Parser with Writer monad

Submitted by jmuk on Wed, 11/29/2006 - 1:07am.
::

I tried to write a parser for bencode format. Bencode is normally used in BitTorrent only, but can be used for generally purpose.

In order to write the parser with parser combinators libraries such as Parsec, I encounter a problem. I applied Packrat Parsing to JSON parser, but I may use a sledge hummer to kill a fly. JSON is a simple format, it is very easy to parse with normal string-related functions. Packrat Parsing is too strong mechanism.

However, my point is not power of parser library, but memory copying. Normally, the parse result is copied from the original text by parser library. On the other hand, ByteString head, tail, init, last, take, drop, and similar functions do not copy any text data, but just modifies the offset and length of the text. If the parsed data has many text data, the parser must do the memory copy that is not potentially required.

The parser combinator library that does this is a challengeable task -- but, here I applies a small approach to parse bencode format. See http://darcs.haskell.org/SoC/haskellnet/Text/Bencode.hs

Here, all parsers are Writer monad.
Writer monad does `Computations which produce a stream of data in addition to the computed values' (came from All about monads). In parser context, `a stream' corresponds to the parsed result, and the computed value to rest of text.

We can easily combines the parser for `list of nodes' or `dictionary of nodes', using a function untilM :: (a -> Bool) -> (a -> m a) -> a -> m a.

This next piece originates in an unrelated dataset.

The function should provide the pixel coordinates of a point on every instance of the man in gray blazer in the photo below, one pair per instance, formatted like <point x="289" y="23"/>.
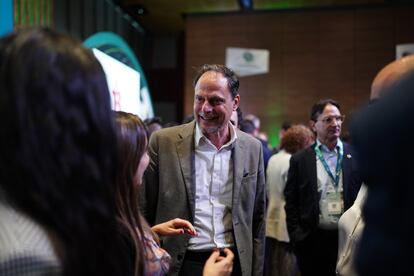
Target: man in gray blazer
<point x="211" y="174"/>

It is true that this simplest approach lacks some important features. For example, this parser do not contains line and character information, which means that the parse error cannot print appropriate debug info. In despite of such fault, this parser works well for our purpose. Debug information will be the next step.
BTW, debug info is not a serious problem for bencode parser, because this format is not human-readable. In such case, the required information is whether the format is valid or not.